A plateau region north-east of the Himalayas, Tibet was incorporated by China in 1950 and currently an autonomous region within China. The conflict between many Tibetans and Chinese government has been nonstop as many demand religious freedom and more human rights. In March, 2008, a series of protests turned into riots in different regions across Tibet. Rioters attacked Han ethnic inhabitants and burned their businesses, resulting dozens of death.
US slams ‘horrific’ toll of Tibet self-immolations
The United States on Friday denounced the “horrific” toll as the number of Tibetans who have set themselves on fire to protest Chinese rule rose to 101.
Washington had noted “the horrific figures” and was “deeply concerned by the reports that these immolations are continuing,” State Department spokeswoman Victoria Nuland told journalists.

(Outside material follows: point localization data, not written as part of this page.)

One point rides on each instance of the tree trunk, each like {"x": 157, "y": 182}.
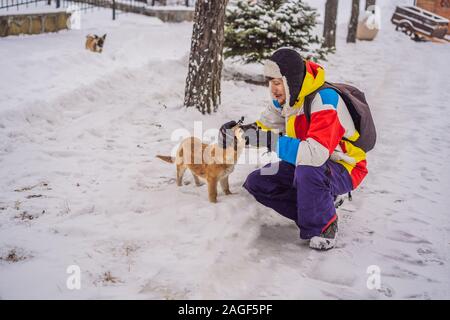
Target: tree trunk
{"x": 370, "y": 3}
{"x": 353, "y": 24}
{"x": 205, "y": 61}
{"x": 329, "y": 30}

“We call on those who are immolating, or those who might be considering this, to think hard about whether it’s the best way to express yourself,” Nuland said.
The United States also called on the Chinese government “to address its own policies in Tibet that have caused these kinds of tensions and frustration.”

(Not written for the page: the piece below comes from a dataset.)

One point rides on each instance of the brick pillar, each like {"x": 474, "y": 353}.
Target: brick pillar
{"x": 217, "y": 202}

Western rights groups and media said that a former monk, from the Kirti monastery, set fire to himself last week near a police station in Aba prefecture, a Tibetan area of Sichuan province in southern China.

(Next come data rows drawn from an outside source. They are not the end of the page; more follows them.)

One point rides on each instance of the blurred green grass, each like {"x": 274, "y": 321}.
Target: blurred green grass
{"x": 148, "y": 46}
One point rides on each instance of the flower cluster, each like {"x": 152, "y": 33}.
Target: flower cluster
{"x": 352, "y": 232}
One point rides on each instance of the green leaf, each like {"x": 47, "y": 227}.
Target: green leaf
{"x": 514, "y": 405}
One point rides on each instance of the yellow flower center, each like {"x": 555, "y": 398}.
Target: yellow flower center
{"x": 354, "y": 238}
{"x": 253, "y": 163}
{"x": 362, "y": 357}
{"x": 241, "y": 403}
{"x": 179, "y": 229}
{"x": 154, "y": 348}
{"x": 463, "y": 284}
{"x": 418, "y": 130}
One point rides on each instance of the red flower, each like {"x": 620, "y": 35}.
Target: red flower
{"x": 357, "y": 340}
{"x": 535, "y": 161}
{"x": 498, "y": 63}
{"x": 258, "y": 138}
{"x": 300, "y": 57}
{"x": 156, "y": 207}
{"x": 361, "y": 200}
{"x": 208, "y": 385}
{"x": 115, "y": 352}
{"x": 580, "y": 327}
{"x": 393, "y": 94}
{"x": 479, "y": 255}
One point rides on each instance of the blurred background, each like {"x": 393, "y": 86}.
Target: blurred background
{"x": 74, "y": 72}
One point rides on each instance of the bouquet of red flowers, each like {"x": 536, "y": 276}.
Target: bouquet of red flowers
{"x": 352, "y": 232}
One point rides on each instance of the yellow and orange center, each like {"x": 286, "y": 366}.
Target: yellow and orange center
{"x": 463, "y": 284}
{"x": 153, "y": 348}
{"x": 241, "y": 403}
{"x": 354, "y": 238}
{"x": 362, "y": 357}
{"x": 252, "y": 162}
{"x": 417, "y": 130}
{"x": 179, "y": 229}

His death brought the total number to have set themselves on fire to at least 101 since 2009. At least 85 have died, tallies show.
Authorities have sought to crack down on the gruesome protests by arresting people accused of inciting the immolations and prosecuting them for murder.
Beijing routinely accuses the Tibetan spiritual leader, the Dalai Lama, and his followers of inciting such acts to push a separatist agenda.
The Dalai Lama, who says he is not seeking Tibetan independence but greater autonomy, fled his homeland in 1959 after a failed uprising. He has since based himself in the Indian hill town of Dharamshala.